SANTA CLARA, Calif. (KGO) -- A new kind of "green" technology is beginning to appear in some grocery shipments.
It's Silicon Valley's response to the new Food Safety Modernization Act signed by President Obama just weeks ago. Here, Richard Hart reports on the Drive to Discover a better way to fight food spoilage.
Green tags are a new weapon against spoilage. By most accounts, one-third of all fruits and vegetables are discarded somewhere between the field and the customer because it is so difficult to monitor the shelf life of produce. A temperature variation of just 2 degrees during shipment can cut 4 days off the life of berries and bananas. Current technology monitors only a whole truck, regardless of which side travels in the sun or other factors. This technology, on the other hand, records what happens to every palette, every minute, every step of the way.

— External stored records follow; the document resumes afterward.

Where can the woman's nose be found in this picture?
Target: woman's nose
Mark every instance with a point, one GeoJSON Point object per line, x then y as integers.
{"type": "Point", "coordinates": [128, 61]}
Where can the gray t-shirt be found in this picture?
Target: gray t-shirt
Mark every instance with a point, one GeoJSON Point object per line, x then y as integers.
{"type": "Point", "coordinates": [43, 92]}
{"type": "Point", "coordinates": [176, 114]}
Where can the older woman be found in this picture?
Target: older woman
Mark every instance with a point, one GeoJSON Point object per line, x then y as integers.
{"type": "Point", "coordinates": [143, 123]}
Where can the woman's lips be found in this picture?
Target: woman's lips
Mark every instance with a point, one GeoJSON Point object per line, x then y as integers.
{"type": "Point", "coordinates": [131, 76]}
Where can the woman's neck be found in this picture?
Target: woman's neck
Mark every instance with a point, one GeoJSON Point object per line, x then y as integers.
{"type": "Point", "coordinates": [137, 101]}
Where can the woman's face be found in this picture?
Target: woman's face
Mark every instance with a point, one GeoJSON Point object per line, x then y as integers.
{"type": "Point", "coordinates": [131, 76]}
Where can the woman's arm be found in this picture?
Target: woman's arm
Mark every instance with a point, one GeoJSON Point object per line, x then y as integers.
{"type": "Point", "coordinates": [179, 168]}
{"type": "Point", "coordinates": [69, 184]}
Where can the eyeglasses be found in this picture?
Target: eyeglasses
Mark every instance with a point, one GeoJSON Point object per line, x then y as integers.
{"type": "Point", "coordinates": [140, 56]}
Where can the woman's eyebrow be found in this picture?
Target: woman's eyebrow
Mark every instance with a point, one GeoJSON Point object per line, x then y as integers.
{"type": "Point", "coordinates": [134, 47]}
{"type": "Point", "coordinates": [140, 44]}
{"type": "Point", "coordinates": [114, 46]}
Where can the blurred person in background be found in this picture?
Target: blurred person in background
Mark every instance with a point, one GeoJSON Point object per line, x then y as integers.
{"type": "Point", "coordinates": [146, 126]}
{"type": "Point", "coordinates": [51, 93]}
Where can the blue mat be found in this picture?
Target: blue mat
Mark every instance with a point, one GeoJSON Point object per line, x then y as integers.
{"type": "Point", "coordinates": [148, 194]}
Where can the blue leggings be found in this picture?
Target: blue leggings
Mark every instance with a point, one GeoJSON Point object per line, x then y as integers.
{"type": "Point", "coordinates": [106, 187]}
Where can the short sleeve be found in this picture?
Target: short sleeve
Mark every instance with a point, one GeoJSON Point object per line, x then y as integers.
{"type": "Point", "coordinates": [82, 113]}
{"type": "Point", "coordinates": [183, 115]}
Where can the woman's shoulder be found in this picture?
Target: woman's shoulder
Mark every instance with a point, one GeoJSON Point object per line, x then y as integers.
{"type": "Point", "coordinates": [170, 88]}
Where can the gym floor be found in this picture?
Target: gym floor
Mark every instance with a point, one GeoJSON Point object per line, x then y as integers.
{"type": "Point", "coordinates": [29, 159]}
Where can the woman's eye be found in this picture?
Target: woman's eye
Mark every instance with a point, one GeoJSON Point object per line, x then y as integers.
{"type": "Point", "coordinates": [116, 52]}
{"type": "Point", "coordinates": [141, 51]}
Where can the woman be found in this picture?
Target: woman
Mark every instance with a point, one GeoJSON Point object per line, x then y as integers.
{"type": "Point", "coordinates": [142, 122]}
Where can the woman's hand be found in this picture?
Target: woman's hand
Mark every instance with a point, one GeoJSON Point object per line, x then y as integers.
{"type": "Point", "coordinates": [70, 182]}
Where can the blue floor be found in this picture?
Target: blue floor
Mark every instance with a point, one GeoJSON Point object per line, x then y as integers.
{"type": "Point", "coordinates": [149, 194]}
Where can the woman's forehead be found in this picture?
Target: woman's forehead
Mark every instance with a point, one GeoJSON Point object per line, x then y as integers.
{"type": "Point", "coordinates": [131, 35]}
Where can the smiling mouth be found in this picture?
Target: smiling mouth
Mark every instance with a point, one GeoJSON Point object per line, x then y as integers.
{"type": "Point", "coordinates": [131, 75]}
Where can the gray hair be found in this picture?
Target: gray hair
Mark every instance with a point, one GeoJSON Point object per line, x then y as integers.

Peter Mehring, CEO of Santa Clara's Intelleflex says, "We collect a month of temperature data in one tag that can be quickly be read out and be displayed on our handheld readers."
That's a big deal to Mollie Stone's supermarkets' Ken Tonna, someone picky about freshness.
"A paper trail is the current method," he demonstrates, "where we're just following merchandise with invoices. And, actually, we go through every box hand-by-hand."
The new kind of wireless data visibility would enable growers and grocers to determine which food to put out first, and no longer throw out the whole bunch because of one bad apple. And, it's not just about food. Biopharmaceuticals spoil during shipment, too. Current drug packaging uses dense and reflective material that's unfriendly to wireless signals. So, the only way to read what has happened to this package is at the end of its journey with a USB cable. With a wireless solution, everything can be monitored in transit. What makes it possible is a new generation of RFID chips like those made by Intelleflex.
According to Mehring, "It's a super-sensitive radio. It can decode a signal that's a hundred times weaker than a traditional RFID tag --through all of the produce and other impediments, up to 100 yards away."
The new tags are green also because they are reusable, with batteries that last for years, and can be turned on and off remotely.